Violência domestica contra a mulher.

Muitas mulheres sofrem de violência, e muitas se calam, por medo ou talvez por amar seu parceiro, ou ate mesmo por achar que a situação vai mudar e que a relação um dia poderá ser feliz.
Mulheres não se calem diante desta situação deprimente !
A secretária divulgou que neste ano de 2011  que quatro em cada dez mulheres brasileiras já foram vítimas de violência doméstica.
43% das mulheres sofrem violência em casa no país.
Os números sobre a violência doméstica, por exemplo, são da Pesquisa Nacional por Amostra de Domicílios (Pnad) de 2009, feita pelo Instituto Brasileiro de Geografia e Estatística (IBGE). De acordo com a Pnad, 43,1% das mulheres já foram vítimas de violência em sua própria residência. Entre os homens, esse percentual é de 12,3%.
Ainda conforme a Pnad de 2009, de todas as vítimas agredidas no País, dentro e fora de casa, 25,9% foram agredidas por seus companheiros ou ex-companheiros. Dados da Secretaria de Políticas para as Mulheres apontam também que o número de chamados feitos pela Central de Atendimento à Mulher - Ligue 180 cresceu 16 vezes de 2006 para 2010.
Em 2006, foram feitos 46 mil atendimentos. No ano passado, o número pulou para 734 mil. Desse total, 108 mil foram denúncias de crimes contra a mulher e mais da metade eram casos de violência.

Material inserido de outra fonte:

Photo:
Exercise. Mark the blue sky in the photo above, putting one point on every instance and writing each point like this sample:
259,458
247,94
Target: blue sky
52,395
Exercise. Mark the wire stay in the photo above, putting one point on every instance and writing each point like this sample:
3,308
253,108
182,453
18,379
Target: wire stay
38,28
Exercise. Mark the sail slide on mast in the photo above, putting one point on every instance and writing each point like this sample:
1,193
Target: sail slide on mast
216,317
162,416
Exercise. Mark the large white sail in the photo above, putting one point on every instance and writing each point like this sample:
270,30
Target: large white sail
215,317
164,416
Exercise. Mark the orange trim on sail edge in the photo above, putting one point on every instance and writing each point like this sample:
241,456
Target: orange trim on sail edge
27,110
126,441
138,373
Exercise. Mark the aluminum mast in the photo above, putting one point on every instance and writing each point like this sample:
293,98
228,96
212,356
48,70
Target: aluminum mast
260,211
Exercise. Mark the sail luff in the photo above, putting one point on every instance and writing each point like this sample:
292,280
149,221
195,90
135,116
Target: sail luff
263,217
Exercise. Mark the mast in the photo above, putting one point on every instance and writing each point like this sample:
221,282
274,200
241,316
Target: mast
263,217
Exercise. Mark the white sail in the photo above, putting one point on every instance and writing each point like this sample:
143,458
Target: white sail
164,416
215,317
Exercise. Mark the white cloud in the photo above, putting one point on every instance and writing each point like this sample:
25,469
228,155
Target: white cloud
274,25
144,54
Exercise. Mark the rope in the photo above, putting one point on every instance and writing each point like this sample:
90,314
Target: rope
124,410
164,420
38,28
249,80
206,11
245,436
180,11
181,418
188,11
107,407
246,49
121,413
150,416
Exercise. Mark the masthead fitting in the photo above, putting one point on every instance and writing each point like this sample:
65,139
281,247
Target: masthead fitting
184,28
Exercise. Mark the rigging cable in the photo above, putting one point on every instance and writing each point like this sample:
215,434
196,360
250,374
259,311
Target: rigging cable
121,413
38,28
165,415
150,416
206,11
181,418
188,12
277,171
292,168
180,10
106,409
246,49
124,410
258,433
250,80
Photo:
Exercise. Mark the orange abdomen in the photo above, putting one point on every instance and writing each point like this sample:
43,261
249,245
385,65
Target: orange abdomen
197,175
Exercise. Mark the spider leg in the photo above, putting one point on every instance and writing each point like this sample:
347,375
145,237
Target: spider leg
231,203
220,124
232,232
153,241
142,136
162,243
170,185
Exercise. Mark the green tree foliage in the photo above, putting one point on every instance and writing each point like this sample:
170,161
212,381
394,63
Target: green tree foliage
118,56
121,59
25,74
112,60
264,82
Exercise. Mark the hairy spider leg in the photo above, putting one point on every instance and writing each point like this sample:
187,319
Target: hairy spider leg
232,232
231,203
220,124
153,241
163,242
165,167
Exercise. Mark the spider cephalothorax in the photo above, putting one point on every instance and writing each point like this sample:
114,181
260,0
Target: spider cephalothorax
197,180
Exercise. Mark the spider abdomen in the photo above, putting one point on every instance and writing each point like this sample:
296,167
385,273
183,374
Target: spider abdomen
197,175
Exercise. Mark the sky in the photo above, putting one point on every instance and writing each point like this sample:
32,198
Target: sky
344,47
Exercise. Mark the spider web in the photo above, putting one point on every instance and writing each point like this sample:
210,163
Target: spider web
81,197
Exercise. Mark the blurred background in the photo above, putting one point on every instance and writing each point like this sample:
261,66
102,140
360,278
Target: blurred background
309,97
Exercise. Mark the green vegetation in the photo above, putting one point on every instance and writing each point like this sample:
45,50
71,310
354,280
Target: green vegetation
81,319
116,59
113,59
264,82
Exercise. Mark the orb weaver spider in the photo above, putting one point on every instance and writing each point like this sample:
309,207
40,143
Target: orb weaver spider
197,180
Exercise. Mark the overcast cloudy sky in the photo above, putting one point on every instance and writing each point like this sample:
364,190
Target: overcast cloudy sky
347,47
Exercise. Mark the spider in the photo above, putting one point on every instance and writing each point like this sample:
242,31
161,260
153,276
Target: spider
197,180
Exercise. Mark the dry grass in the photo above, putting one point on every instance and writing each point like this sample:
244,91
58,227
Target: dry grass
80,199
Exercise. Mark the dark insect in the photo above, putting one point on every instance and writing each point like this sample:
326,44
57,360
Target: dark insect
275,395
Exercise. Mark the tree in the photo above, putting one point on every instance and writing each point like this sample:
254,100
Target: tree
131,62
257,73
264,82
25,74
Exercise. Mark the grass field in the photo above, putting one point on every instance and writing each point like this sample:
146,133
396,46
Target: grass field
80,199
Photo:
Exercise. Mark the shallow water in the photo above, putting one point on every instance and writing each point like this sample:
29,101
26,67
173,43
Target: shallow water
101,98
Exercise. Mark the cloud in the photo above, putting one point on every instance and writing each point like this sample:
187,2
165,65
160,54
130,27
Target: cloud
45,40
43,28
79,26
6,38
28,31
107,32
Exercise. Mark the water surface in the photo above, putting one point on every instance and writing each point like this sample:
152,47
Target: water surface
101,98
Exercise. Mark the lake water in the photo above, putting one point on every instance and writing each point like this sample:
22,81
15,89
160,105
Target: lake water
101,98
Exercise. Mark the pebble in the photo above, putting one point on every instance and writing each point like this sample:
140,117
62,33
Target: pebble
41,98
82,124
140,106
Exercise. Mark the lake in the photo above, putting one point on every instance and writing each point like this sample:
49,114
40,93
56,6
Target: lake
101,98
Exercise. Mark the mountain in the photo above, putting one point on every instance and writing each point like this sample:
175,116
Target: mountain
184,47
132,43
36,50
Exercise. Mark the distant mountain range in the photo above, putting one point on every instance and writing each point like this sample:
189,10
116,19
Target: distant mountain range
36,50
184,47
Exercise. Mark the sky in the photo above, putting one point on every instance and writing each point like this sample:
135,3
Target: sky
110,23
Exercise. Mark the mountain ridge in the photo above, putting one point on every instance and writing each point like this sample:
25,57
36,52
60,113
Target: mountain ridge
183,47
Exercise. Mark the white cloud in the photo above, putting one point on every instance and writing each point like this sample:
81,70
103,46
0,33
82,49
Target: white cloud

Em defesa da mulher foi criada a lei Maria da penha.
( Saiba como e porque essa lei foi criada )

A Lei Maria da Penha (11.340/06) é considerada uma importante conquista no combate à violência doméstica e familiar contra as mulheres. Recebeu esse nome como forma de homenagear a pessoa símbolo dessa luta, Maria da Penha Fernandes, que sobreviveu a duas tentativas de homicídio por parte do ex-marido, ficou paraplégica, mas se engajou na luta pelos direitos da mulher e na busca pela punição dos culpados. No seu caso, a punição do marido agressor só veio 19 anos e 6 meses depois.
A lei triplicou a pena para agressões domésticas - a pena máxima foi de um para três anos. Antes da lei, o crime de violência doméstica era considerado de "menor potencial ofensivo" e julgado nos juizados especiais criminais junto com causas como briga de vizinho e acidente de trânsito.
A lei estipula a criação, pelos tribunais de Justiça dos estados e do Distrito Federal, de juizados especiais de Violência Doméstica e Familiar contra a Mulher para dar mais agilidade aos processos.
Além disso, as investigações são mais detalhadas do que antes, com depoimentos também de testemunhas.
A lei alterou o Código Penal e permitiu que agressores sejam presos em flagrante ou tenham a prisão preventiva decretada. Também acabou com as penas pecuniárias, aquelas em que o réu é condenado a pagar cestas básicas ou multas. Alterou ainda a Lei de Execuções Penais para permitir que o juiz determine o comparecimento obrigatório do agressor a programas de recuperação e reeducação.
A lei também trouxe uma série de medidas para proteger a mulher agredida, que está em situação de agressão ou cuja vida corre riscos. Entre elas, a saída do agressor de casa, a proteção dos filhos e o direito de a mulher reaver seus bens e cancelar procurações feitas em nome do agressor. A violência psicológica passa a ser caracterizada também como violência doméstica.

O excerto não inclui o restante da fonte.